Mayo saw a lot of kids in Baltimore experiencing trauma and poverty, just as he had growing up. He saw the effects it had on these kids and he wanted to help, so he started Mentoring Mentors in 2014. The goal of Mentoring Mentors is to develop a pipeline of positive African-American role models for inner-city youth. Having positive role models and a support system that encourages African-American youth to pursue opportunities to succeed, engage in their communities, and instills in them a desire to mentor others breaks negative patterns and provides a more hopeful and encouraging outlook for the kids and the community as a whole, says Mayo.

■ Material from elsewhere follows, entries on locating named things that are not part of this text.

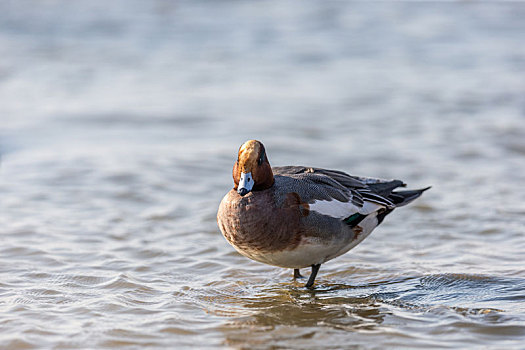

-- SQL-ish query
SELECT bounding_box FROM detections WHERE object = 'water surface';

[0,0,525,349]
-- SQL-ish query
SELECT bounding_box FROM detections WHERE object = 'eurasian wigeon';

[217,140,430,288]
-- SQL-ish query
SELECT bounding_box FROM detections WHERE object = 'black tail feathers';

[388,186,432,207]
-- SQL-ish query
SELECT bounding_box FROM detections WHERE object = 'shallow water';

[0,1,525,349]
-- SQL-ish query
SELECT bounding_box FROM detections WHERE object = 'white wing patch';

[310,199,385,219]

Mentoring Mentors uses a “Near-to-Peer” model. Mentoring is intergenerational, beginning with kids in middle school (legacy builders) who are paired with high school students (mentor-apprentices), who are paired and connected with young adults who have completed high school and ideally college (mentors). With this approach, Mentoring Mentors aims to create a pipeline of African-American mentors helping African-American youth in Baltimore City.